Turing Machines and the Busy Beaver Game - mishkinf
http://www.drivenbycode.com/turing-machines-and-the-busy-beaver-game/

======
belovedeagle
I believe there is some confusion in the article about whether non-halting
Turing machines are properly called "Turing machines"; that is, the author
seems to use the phrase "Turing machine" to refer only to halting machines.

> Not each of these ways end up being Turing machines since a Turing machine,
> by definition, must have a finite number of operations that end with a
> halting state.

By contrast, a more accepted definition of a Turing machine is given:

> An n-card Turing machine is a machine that has a control unit (as seen
> above) that transitions between n discrete states until it reaches the
> halting-state.

Note that this definition states that the Turing machine no longer transitions
once it has reached the "halting state" [1] but it should not be read to imply
that a machine must actually reach the halting state after finitely many
operations.

The article could be corrected by replacing "Turing machine" in the
problematic statement with "Turing machine which halts"; or by making explicit
the notion of a candidate BBTM as a TM which must halt.

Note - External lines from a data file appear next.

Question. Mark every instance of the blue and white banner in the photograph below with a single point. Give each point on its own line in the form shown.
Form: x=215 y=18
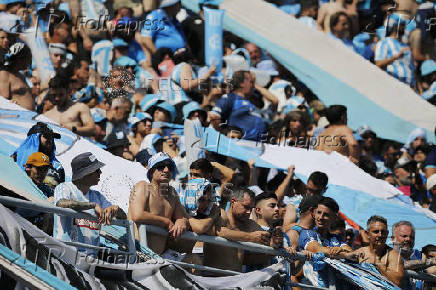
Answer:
x=35 y=40
x=213 y=32
x=358 y=194
x=336 y=74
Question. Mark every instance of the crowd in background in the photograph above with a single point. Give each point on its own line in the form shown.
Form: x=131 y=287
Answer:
x=133 y=104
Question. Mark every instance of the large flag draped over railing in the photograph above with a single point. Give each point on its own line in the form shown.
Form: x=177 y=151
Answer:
x=332 y=71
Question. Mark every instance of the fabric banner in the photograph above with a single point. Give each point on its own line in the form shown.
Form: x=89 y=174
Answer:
x=358 y=194
x=213 y=37
x=35 y=40
x=371 y=95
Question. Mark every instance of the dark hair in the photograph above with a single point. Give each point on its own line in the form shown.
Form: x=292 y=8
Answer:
x=265 y=195
x=367 y=165
x=376 y=218
x=330 y=203
x=239 y=192
x=202 y=164
x=309 y=202
x=337 y=224
x=59 y=81
x=335 y=113
x=307 y=4
x=319 y=179
x=237 y=79
x=334 y=19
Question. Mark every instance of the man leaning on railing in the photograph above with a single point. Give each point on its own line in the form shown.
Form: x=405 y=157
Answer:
x=77 y=195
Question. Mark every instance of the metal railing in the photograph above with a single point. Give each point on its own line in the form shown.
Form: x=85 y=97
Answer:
x=19 y=203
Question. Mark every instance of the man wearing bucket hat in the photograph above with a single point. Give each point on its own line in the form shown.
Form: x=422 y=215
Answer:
x=157 y=203
x=77 y=195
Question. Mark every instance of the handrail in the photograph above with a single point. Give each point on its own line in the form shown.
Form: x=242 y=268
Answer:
x=420 y=276
x=253 y=247
x=15 y=202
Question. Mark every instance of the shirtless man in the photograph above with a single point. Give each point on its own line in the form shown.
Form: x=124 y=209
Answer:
x=337 y=136
x=73 y=116
x=386 y=259
x=157 y=203
x=328 y=9
x=236 y=225
x=13 y=85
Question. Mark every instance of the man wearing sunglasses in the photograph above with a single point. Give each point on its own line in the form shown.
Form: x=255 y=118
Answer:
x=157 y=203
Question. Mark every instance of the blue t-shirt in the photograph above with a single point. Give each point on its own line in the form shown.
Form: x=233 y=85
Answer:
x=240 y=112
x=78 y=230
x=165 y=32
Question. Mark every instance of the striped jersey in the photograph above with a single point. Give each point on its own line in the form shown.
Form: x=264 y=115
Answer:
x=403 y=68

As for the current reading of the statement, it is incorrect given that there
are in fact [4(n+1)]^2n possible binary n-state TMs given the formalization
used in the article, although there are many symmetries which could reduce
that number.

[1] The distinction between "a" halting state and "the" halting state is
immaterial, since you can view states which specify "HALT" either as many
distinct halting states or all leading to a singular state, halting.